The Guidelines state that adults should:
- work on shoulders, hips, abdomen, legs, chest and arms at least two days a week which are strengthening activities. Open link for ideas
- Avoid lying down or sitting for longer than you should by incorporating some form of exercise.
My weekly activities are:
- Monday - 15 min cardio (bike or stepper) 20 min HIIT training
- Tuesday - 45 min cycle along canal
- Wednesday - 20/30 min Yoga/Pilates
- Thursday - 45 min cycle along canal
- Friday - 20 min HIIT 10 min abs
- Saturday - Rest Day
- Sunday - 30 min cycle or 30 min bike/stepper
This is my weekly schedule that I work towards however sometimes I simply do not have time with my busy life studying, working and children. I will change this to suit my schedule with less days but longer sessions so I make up my 2 and half hours physical exercise a week. as long as you do your recommended weekly target it does not matter if you do it over two days as long as you participate.
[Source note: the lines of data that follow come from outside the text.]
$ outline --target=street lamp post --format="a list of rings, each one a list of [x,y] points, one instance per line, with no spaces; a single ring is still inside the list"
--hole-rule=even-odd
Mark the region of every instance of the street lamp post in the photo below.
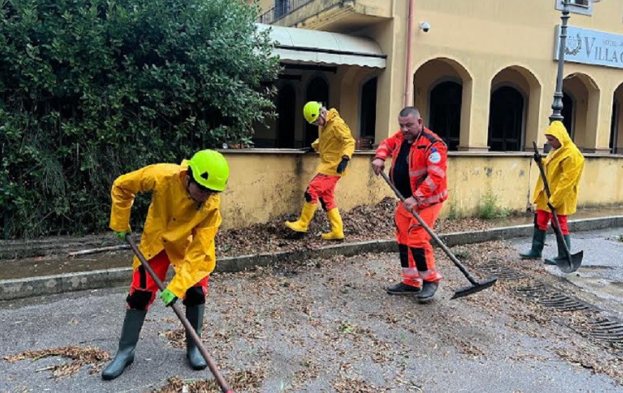
[[[565,66],[565,49],[567,43],[567,24],[570,17],[571,0],[561,0],[563,3],[562,15],[560,19],[562,24],[560,27],[560,45],[558,48],[558,75],[556,78],[556,92],[554,93],[554,102],[552,103],[552,115],[550,116],[550,122],[556,120],[563,121],[562,115],[562,83]],[[591,3],[598,3],[601,0],[589,0]]]

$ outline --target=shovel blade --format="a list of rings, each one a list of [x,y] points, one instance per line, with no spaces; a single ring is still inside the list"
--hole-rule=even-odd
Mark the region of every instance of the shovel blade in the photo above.
[[[458,288],[458,290],[454,291],[454,296],[450,298],[450,299],[451,300],[453,299],[458,299],[459,297],[469,296],[476,292],[479,292],[483,290],[486,290],[489,287],[492,287],[497,280],[497,277],[491,277],[484,281],[479,282],[475,285],[470,285],[469,287]]]
[[[571,254],[570,260],[567,257],[554,258],[556,262],[556,266],[561,270],[563,273],[573,273],[582,265],[582,259],[584,257],[584,251]]]

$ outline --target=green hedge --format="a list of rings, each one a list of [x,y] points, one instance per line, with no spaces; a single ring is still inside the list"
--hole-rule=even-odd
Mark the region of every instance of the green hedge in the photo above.
[[[120,174],[248,143],[279,62],[239,0],[0,0],[5,238],[102,231]],[[146,201],[132,224],[139,227]]]

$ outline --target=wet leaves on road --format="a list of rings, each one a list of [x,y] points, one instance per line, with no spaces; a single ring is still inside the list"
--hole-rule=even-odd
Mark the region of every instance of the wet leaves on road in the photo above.
[[[60,356],[71,359],[71,362],[54,364],[37,370],[38,371],[49,371],[54,378],[71,376],[77,373],[84,366],[89,366],[90,369],[89,373],[91,374],[99,373],[102,366],[111,359],[108,352],[100,350],[97,348],[70,346],[25,351],[17,355],[5,356],[4,360],[14,363],[31,359],[33,362],[36,362],[44,357],[52,356]]]

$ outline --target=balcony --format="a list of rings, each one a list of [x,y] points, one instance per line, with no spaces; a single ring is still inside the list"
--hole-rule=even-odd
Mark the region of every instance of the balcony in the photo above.
[[[391,17],[386,0],[276,0],[259,23],[347,33]]]

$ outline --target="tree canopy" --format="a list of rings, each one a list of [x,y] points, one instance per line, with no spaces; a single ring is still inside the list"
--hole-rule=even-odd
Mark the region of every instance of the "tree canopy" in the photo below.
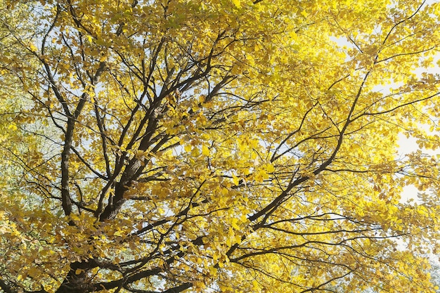
[[[428,1],[1,0],[0,291],[435,292],[439,27]]]

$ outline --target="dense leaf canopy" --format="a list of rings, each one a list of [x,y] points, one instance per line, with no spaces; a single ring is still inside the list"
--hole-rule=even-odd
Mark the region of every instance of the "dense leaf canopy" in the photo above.
[[[0,291],[434,292],[440,4],[0,1]],[[420,190],[413,202],[405,186]]]

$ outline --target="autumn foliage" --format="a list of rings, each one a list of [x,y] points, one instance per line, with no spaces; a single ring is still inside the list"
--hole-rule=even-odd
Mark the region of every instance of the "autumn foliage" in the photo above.
[[[0,1],[0,291],[435,292],[433,2]]]

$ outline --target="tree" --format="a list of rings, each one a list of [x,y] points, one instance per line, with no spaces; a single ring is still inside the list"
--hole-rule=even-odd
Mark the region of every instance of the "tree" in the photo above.
[[[436,289],[438,4],[1,7],[4,292]]]

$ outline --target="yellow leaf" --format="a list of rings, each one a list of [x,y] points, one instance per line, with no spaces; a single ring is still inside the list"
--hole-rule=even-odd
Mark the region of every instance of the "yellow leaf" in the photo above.
[[[202,153],[205,156],[209,155],[209,149],[206,145],[202,146]]]
[[[237,7],[238,8],[241,8],[241,0],[232,0],[232,3]]]
[[[232,182],[233,182],[235,185],[238,185],[240,179],[234,174],[232,174]]]

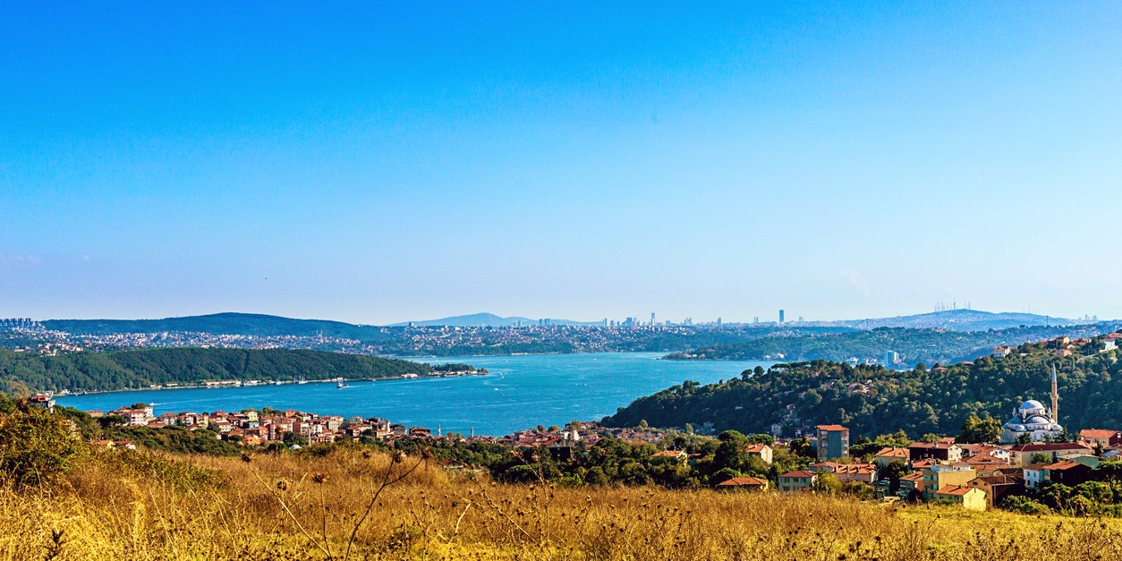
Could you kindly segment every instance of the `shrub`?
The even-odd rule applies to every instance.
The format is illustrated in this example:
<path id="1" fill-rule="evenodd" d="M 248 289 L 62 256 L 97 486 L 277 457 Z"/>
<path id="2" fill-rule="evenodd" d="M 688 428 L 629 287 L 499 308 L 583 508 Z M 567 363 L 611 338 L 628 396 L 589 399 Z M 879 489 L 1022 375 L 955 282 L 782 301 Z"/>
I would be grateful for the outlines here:
<path id="1" fill-rule="evenodd" d="M 0 477 L 16 487 L 54 480 L 85 451 L 70 421 L 46 410 L 20 403 L 0 417 Z"/>

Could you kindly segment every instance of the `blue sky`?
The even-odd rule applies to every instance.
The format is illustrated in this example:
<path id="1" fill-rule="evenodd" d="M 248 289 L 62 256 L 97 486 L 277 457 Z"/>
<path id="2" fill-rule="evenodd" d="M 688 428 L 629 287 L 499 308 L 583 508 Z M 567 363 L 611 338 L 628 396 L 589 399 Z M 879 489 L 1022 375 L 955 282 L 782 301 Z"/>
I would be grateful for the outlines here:
<path id="1" fill-rule="evenodd" d="M 0 316 L 1122 318 L 1119 29 L 1110 2 L 8 2 Z"/>

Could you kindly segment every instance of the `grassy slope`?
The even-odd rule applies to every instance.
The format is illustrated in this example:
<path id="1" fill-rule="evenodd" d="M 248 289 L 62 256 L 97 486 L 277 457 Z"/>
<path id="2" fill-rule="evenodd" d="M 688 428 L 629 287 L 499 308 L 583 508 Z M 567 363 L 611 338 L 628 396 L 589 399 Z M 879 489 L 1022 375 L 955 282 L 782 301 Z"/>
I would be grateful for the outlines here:
<path id="1" fill-rule="evenodd" d="M 112 457 L 52 493 L 0 489 L 0 558 L 324 559 L 347 536 L 390 465 L 340 450 L 243 462 Z M 401 471 L 412 465 L 396 465 Z M 315 482 L 316 479 L 323 482 Z M 293 517 L 307 531 L 305 535 Z M 327 507 L 327 509 L 324 509 Z M 324 517 L 325 516 L 325 517 Z M 58 535 L 56 540 L 54 536 Z M 58 543 L 61 542 L 61 545 Z M 839 557 L 839 555 L 845 555 Z M 810 495 L 654 488 L 495 486 L 424 463 L 390 487 L 351 559 L 1118 559 L 1122 521 L 969 514 Z"/>

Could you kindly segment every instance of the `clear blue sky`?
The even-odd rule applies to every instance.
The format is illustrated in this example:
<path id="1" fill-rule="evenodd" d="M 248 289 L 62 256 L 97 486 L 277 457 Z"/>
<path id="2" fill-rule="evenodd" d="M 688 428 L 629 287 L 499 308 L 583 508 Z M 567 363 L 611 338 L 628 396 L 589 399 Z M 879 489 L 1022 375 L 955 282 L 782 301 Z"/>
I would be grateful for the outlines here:
<path id="1" fill-rule="evenodd" d="M 6 2 L 0 316 L 1122 318 L 1116 2 Z"/>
*Please note this is my fitness plan and I am a professional Dance Teacher and been doing this training method for 5 years. This may not suit everyone. The links provided give you all levels to suit your own needs. Always consult a health profession if you are unsure*
I hope you have enjoyed my journey and knowledge I have gained being a Dance Artist for the Community and that it has encouraged you or gave you confidence to get fit.
Anyone can do it, If I can you Can.
From a fit know nothing to a fit know stuff - thanks Michelle.